Have any pics? Riding rails and boxes WILL scratch your board


----------



## fattrav (Feb 21, 2009)

I would say that they were probably caused by park features, such as unsmooth rails, small screws sticking up, small rocks or sharp ice in the snow etc. You have to expect this as the metal rails in the park are harder than the base of your snow board.
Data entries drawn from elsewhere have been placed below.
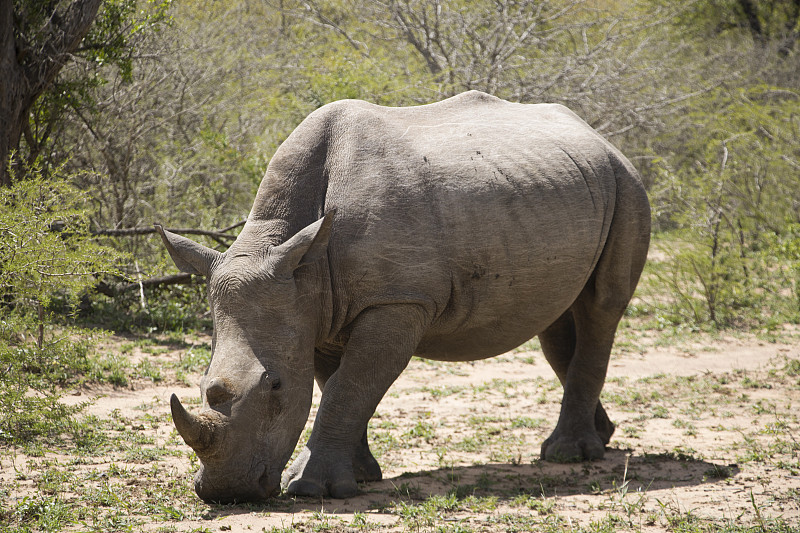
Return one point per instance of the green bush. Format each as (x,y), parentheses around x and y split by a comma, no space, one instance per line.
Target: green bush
(48,259)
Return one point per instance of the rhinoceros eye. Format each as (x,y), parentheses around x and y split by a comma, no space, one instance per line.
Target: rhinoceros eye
(273,381)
Give it a wax and they would all become hidden if there is no major scratches.


----------



## myschims (Jan 11, 2010)

Little scratches are to be expected when you go in the park, dont worry about it.


----------



## k2spitfire (Nov 27, 2007)

wear and tear bud. Snowboards are gonna get scratched up no matter what. Just make sure to wax your board time to time and you will be good to go. I got the brand new GNU park pickle last year which i litterly had to live off of tuna for a month at school to afford. Ended up smashing the nose trying to gap onto a handrail regardless the nose is fucked but as long as it still rides im happy


----------



## Nickx (Aug 27, 2011)

i think the scratches are from me riding the corners of the boxes when i was learning 50/50s


----------



## fattrav (Feb 21, 2009)

Nickx said:


> i think the scratches are from me riding the corners of the boxes when i was learning 50/50s


Good for you. Perhaps, if you are concerned about the scratches, you should take it to a board shop and ask for a tune. They will be able to sort the scratches out.


----------



## Nickx (Aug 27, 2011)

i was just curious if it was normal.


----------



## fattrav (Feb 21, 2009)

Yes, its normal.


----------



## NWBoarder (Jan 10, 2010)

It's very normal. Don't worry about them. It will happen everytime your base touches a park feature, or natural terrain for that matter. Scratches happen, boards survive.


----------



## MistahTaki (Apr 24, 2010)

If they are really deep you can fill them with ptex. When you ride, water will pool in the gouges and it'll slow you down


----------